This semantic foundation converts data access into data understanding so AI agents can deliver consistent, traceable and safe enterprise-wide insights.
Ontology and the consumer products industry
Imagine a consumer products company needs to identify which recent promotions drove incremental sales and margin while accounting for factors like cannibalization and stockouts. The company’s leadership would define key terms the ontology should understand, i.e., regular sales versus sales from promotions, and link information about promotion costs, sales data, shipments, inventory and financial records with consistent definitions.
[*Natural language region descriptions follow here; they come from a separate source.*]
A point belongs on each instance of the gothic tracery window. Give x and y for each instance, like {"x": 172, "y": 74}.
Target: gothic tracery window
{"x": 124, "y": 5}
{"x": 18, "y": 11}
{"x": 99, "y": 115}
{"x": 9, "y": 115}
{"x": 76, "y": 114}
The ontology would then use that knowledge to build a shared semantic model that standardizes definitions and relationships across systems and dashboards. This creates a single source of truth that AI and analytics tools can use to understand the context, recognize patterns and generate insights.
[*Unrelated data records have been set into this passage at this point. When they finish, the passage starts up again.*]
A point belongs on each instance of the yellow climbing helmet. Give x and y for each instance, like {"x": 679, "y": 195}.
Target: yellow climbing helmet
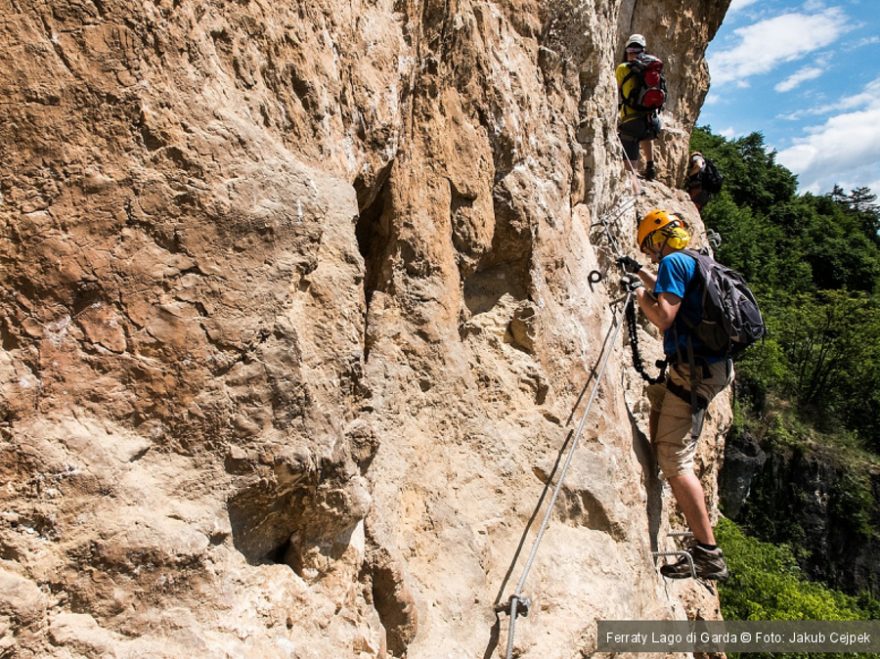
{"x": 659, "y": 227}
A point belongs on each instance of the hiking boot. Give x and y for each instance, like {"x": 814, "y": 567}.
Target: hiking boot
{"x": 707, "y": 565}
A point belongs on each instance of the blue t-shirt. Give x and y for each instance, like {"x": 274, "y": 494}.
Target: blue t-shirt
{"x": 674, "y": 276}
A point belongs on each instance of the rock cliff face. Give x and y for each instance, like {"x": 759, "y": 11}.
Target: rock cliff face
{"x": 295, "y": 321}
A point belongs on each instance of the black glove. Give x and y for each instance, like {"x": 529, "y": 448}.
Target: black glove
{"x": 629, "y": 264}
{"x": 630, "y": 282}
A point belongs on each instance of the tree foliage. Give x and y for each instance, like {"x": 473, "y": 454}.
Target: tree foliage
{"x": 814, "y": 261}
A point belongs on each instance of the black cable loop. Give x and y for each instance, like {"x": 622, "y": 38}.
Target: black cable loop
{"x": 638, "y": 362}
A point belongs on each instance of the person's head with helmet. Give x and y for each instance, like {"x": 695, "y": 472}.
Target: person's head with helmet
{"x": 661, "y": 233}
{"x": 635, "y": 45}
Creating agility in dynamic environments
To mitigate supply chain disruptions, AI needs quick access to information about demand, inventory, production limits, delivery times and more. A semantic intelligence stack built around graph databases, semantic layers and orchestration pipelines can support cross-domain reasoning and suggest options like shifting inventory or using alternative suppliers.
Actionable intelligence
Proof-of-concept implementations show how ontology-grounded semantic extraction can convert user questions into executable queries against enterprise data platforms. Consumer product company leaders can ask agentic AI questions like, “What should I do next to improve profit on Brand X at Retailer Y?” and plan changes in pricing, promotions, product choices and supply.
Solving the meaning problem
Widespread fragmented and ambiguous data semantics present a major obstacle to enterprise AI scaling in the consumer products industry, and many consumer products companies face challenges scaling autonomous AI agents due to foundational semantic gaps. Establishing a semantic foundation with ontology is essential for enterprise-scale AI.
Transforming domain knowledge into reusable assets
By combining deep consumer products domain knowledge with large-scale technology delivery, EY teams can help clients accelerate AI adoption through ontology-driven architectures:
Step 1: Deploying a core consumer products ontology
We provide a reusable, modular baseline ontology covering key consumer products domains, including product, customer, order, promotion, inventory and more, to reduce upfront modeling effort and enable phased adoption.
Step 2: Rapid ontology configuration with proven engineering patterns
We formalize enterprise assets including business glossaries, data models, product definitions and rules into a governed ontology and semantic layer to balance rigor with speed and preserve institutional knowledge during the creation of a machine-understandable AI foundation.
Step 3: Operationalizing semantic intelligence with governance
The architecture enables rapid activation without replacing existing systems. A graph-based ontology is semantically mapped to underlying data sources and orchestrated through pipelines that support natural language queries, semantic Q&A and agentic workflows. Governance mechanisms ensure the ontology evolves alongside the business.
Ontology-grounded AI agents: Closing gaps across functions
Enhancing the semantic foundation with AI agents grounded in the ontology creates a single source of truth for interpreting intent, identifying required data entities and assembling information to answer questions or execute tasks.
Ontology as the foundation for AI in consumer products
Consumer products companies need a scalable AI strategy that can adapt to evolving business realities. Ontology standardizes meaning, integrates siloed data into decision-grade knowledge and empowers AI copilots and agents to reason accurately and explain results to create resilience. And by reducing reconciliation cycles, accelerating self-service and enabling reusable definitions and mappings across use cases for efficiency that can be a critical edge.
Through ontology-driven AI, consumer products organizations can move from pilots to enterprise-scale AI faster, safer and with greater trust.